Bruce Gordon is the Titus Street Professor of Ecclesiastical History at Yale Divinity School. He obtained his Ph. D. from the University of Saint Andrews, in Scotland, where he taught modern history and served as deputy director of the Saint Andrews Reformation Studies Institute before joining the faculty at Yale. He is the author of several major works, including The Swiss Reformation (Manchester University Press, 2002) and Calvin (Yale University Press, 2009).
Amy Nelson Burnett: “Clash of the Titans: Luther, Erasmus and the Sacraments in the Swiss Reformation”
Amy Nelson Burnett holds the Paula and D.B. Varner University Professor of History chair at the University of Nebraska-Lincoln, where she specializes in early modern European history. She received her Ph. D. from the University of Madison-Wisconsin. She is the author of Teaching the Reformation: Ministers and their message in Basel, 1529-1629 (Oxford University Press, 2006), and co-editor of A Companion to the Swiss Reformation (Brill, 2016). Her latest book is Debating the Sacraments: Print and Authority in the Early Reformation (Oxford University Press 2019).
John Roth: “'The axe has been laid to the root...': Zwingli, the Anabaptists, and the Limits of Reform in the Swiss Reformation”
John Roth is a professor of history at Goshen College, and Director of the Institute for the Study of Global Anabaptism (ISGA). He is the author of several works including Stories: How Mennonites came to be (Herald Press, 2006). He is currently at work on Separationism and the Believers Church Tradition, ed. William Brackney and John D. Roth (Eugene, Ore.: Wipf and Stock, forthcoming). He received his Ph. D. from the University of Chicago. He was a recipient of the Washington Theological Consortium 2018 Ecumenism Award “for outstanding contributions to the Mennonite-Lutheran dialogue, scholarship, and leadership in the wider cause of Christian unity.”
Jordan Ballor: “Church, State and the Swiss Reformation”

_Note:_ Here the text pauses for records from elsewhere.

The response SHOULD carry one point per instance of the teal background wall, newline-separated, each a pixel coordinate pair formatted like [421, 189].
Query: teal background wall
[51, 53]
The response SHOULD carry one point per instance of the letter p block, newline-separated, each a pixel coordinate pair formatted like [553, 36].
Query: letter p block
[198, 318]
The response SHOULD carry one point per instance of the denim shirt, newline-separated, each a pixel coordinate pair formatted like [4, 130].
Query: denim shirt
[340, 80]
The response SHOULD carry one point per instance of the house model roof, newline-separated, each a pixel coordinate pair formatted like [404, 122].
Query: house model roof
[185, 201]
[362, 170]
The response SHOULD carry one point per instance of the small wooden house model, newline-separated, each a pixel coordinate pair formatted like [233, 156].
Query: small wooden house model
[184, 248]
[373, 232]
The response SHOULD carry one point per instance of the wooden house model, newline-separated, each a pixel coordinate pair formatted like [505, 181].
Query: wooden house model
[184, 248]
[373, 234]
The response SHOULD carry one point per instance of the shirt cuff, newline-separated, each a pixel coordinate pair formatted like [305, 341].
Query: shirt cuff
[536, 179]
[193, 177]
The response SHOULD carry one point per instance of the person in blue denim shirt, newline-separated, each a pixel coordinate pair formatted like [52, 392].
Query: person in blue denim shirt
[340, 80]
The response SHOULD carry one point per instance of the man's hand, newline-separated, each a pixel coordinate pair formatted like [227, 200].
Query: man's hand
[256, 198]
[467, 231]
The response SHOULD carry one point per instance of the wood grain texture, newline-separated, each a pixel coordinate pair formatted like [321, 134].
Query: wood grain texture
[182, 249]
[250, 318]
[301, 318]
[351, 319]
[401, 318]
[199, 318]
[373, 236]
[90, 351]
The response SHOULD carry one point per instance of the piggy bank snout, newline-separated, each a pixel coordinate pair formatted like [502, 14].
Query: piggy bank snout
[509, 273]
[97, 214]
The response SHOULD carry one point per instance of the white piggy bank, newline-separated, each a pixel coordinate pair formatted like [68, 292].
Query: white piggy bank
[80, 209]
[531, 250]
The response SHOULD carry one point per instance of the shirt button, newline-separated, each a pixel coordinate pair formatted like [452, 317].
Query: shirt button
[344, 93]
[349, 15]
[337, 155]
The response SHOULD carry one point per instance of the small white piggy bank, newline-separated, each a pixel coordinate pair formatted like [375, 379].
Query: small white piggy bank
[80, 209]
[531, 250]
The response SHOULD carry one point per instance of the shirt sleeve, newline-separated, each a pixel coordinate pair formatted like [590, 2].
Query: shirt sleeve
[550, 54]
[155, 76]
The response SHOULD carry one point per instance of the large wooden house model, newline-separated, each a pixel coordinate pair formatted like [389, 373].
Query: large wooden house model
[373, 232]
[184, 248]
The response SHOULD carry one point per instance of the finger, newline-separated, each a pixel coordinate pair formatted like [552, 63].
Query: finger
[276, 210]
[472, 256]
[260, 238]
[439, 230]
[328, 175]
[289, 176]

Jordan Ballor earned his doctorate in theology from the University of Zürich, and his Ph. D. from Calvin Theological Seminary. He is currently a senior research fellow and the director of publishing at the Acton Institute for the Study of Religion and Liberty. He conducts postdoctoral research in theology and economics at the Vrije Universiteit Amsterdam as part of the “What Good Markets are Good for” project. He is the author of Covenant, Causality, and Law: a study in the theology of Wolfgang Musculus (Vandenhoek and Ruprecht, 2012).
Esther Chung-Kim: “Poor Relief and the Politics of Preaching in Sixteenth-Century Zürich”
Esther Chung-Kim is an associate professor of religious studies at Claremont McKenna College. She specializes in the history of world Christianity, including the European Reformation, and also teaches seminars on Poverty, Wealth and Social Change, European Reformations, and Christianity and Politics in East Asia. Her most recent journal article is titled, "Aid for Refugees: Religion, Migration and Poor Relief in Sixteenth-century Geneva," in Reformation and Renaissance Review 20:1 (2018). She obtained her MDiv from Princeton Theological Seminary and her Ph. D. from Duke University.